Using Psychological Theories and Usable Security to Understand Cyber-Security Perceptions and Behaviours Within an Organisation; a Case Study of a Law Firm.

Cyber-security practice is dominated by a focus on attempting to remove “the human” from cyber-security processes, with industry often creating policies that constrain and monitor individuals. Moreover, most existing cyber-security research employs quantitative methods of inquiry and analysis, which has resulted in a lack of qualitative cyber-security research within organisations. Positioned in usable security scholarship, this thesis uses psychological theories (PMT, the EPPM and the TPB) to explore cyber-security culture, perceptions, biases and behaviour within the context of a single organisation. This research presents and reports on a case study of a global law firm. Interviews and focus groups were conducted with 40 participants, who were all employees of this firm. Research findings emerged through an interpretative thematic analysis of focus group and interview data.
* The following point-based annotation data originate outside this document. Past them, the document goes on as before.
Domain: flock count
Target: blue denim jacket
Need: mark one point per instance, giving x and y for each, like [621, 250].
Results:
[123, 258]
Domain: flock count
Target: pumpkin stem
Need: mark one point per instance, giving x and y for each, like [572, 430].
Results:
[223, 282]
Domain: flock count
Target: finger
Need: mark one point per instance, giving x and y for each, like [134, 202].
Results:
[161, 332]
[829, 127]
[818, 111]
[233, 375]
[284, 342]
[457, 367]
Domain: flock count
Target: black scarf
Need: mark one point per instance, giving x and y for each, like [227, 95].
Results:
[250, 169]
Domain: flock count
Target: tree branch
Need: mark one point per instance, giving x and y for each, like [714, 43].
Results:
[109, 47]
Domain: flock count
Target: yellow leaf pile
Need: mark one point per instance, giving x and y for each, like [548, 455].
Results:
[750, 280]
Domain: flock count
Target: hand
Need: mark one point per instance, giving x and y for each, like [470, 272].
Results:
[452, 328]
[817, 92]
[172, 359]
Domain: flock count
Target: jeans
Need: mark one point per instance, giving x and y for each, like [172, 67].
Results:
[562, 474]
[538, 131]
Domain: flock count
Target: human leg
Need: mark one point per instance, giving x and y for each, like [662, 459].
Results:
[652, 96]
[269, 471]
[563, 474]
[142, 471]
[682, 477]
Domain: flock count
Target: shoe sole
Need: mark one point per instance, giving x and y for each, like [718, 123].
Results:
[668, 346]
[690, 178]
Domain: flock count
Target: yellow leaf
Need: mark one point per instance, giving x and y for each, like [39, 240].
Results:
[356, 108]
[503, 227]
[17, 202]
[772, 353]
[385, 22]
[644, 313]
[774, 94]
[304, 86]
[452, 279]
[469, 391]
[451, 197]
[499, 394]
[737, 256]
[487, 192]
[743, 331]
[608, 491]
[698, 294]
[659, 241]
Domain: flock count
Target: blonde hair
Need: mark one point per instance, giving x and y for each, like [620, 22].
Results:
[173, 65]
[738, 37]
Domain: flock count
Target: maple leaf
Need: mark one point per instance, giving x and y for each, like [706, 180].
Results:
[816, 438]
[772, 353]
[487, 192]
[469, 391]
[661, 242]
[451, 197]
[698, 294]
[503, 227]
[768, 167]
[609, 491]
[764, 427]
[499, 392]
Through this analysis, four distinct themes were constructed and, hence, form the core of the present thesis. More specifically, these themes comprised (1) organisational perceptions of security culture, (2) the individual human element, (3) perceptions of cyber security training and policies, and (4) the COVID-19 pandemic and the move to remote working. Throughout this work, these themes are put into conversation with psychological theories, heuristics and biases, alongside usable security scholarship, to deepen interpretation and understanding of research findings. By discussing these findings with relevance to psychological theories and usable security, this thesis demonstrates the benefits of positioning the research within these domains to understand cyber-security perceptions and behaviours in a qualitative research context. This thesis shows how academia and industry can work together to conduct human-focused cyber-security research within organisations. The theoretical, methodological and empirical contributions of these findings are discussed, together with suggestions for future research.